In 1890, Melville Macnaghten, who had been involved in the investigation, took over as director of the Criminal Investigation Department (CID) at Scotland Yard. According to him, the Ripper is the author of only five murders:those of M. A. Nichols, A. Chapman, E. Stride, C. Eddowes and M. J. Kelly, the "canonical" victims, and he names three suspects:Montague J. Druitt, Aaron Kosminski and Michael Ostrog. But since 1888, many culprits have been named, often on the basis of inconsistent evidence.
Aaron Kosminski
According to Robert Anderson, director of the CID at the time of the crimes, the author was a Polish Jew, mad and of low origin, identified with the barber A. Kosminski already cited by Macnaghten. In 2014, mitochondrial DNA matches were found between living descendants of Kosminski and a shawl found at the place where Eddowes died.

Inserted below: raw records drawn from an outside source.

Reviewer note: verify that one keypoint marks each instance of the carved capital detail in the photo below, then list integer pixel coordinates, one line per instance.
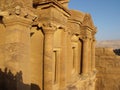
(48, 28)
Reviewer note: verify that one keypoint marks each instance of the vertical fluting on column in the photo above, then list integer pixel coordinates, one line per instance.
(89, 57)
(48, 62)
(85, 56)
(17, 45)
(93, 54)
(75, 54)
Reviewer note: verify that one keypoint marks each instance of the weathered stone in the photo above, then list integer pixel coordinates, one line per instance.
(46, 46)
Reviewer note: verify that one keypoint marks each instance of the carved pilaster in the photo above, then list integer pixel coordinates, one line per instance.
(93, 54)
(85, 55)
(17, 21)
(48, 57)
(76, 62)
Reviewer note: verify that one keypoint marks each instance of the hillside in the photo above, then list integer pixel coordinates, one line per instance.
(109, 43)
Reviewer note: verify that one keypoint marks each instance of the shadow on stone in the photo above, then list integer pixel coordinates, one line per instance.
(117, 51)
(9, 81)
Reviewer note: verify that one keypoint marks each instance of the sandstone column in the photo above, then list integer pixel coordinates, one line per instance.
(63, 61)
(85, 56)
(93, 54)
(17, 45)
(90, 56)
(48, 58)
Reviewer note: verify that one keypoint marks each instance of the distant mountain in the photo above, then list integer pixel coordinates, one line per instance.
(109, 43)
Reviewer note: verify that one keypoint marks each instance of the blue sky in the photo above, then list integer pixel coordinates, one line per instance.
(105, 14)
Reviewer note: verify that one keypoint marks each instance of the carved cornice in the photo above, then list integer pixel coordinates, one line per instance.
(16, 20)
(52, 3)
(48, 28)
(17, 8)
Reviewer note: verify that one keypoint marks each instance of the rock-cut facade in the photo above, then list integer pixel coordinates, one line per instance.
(46, 46)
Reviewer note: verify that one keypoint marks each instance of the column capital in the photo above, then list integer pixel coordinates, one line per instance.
(49, 28)
(74, 38)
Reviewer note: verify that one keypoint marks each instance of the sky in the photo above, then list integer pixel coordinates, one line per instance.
(105, 15)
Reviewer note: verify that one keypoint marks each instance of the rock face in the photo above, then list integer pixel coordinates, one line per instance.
(46, 46)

But these DNA traces are unreliable, and there is no evidence that the shawl belonged to the victim.
Montague J. Druitt
Macnaughten referred to this lawyer from a good family as "sexually ill", which meant homosexual (probably the reason why he was expelled in 1888 from the boarding school where he taught). He committed suicide by jumping into the Thames a few weeks after Kelly's murder. But according to Frederick Abberline, the inspector in charge of the Ripper investigation, there was no evidence against him.
Walter Sickert
This painter, author of the painting The Bedroom of Jack the Ripper, interested in the case. The writer Patricia Cornwell accuses him of the murders, thinking he has detected psychopathic tendencies in him. A mitochondrial DNA match was found between a letter from Sickert's mother and a letter signed by the Ripper, but 10% of the population shares this type of DNA.
John Pizer
This Jewish shoemaker, nicknamed Leather Apron ("Leather Apron") because he never took off his apron, even to go out on the street, was arrested two days after the murder of Chapman, the Ripper's second victim on the night of September 8, because a wife accused him of threatening her with a knife that morning. He had assaulted prostitutes before, but he had solid alibis for the nights of the two murders.
The Royal Conspiracy
In 1976, British writer Stephen Knight published Jack The Ripper. The Final Solution , a book in which he argues that the Whitechapel murders were due to a plot by the royal house. According to his theory, reduced to nothing by the experts, but still widely disseminated today, the murderers wanted to put an end to the blackmail of which Prince Albert, grandson of Queen Victoria, was a victim. The latter would have had a daughter by a prostitute, and the latter's friends threatened to reveal everything if they were not given money. It would therefore have been decided to kill them by attributing the murders to a fictional character:Jack the Ripper. William Gull, Queen Victoria's personal doctor, is said to have even participated in the murders.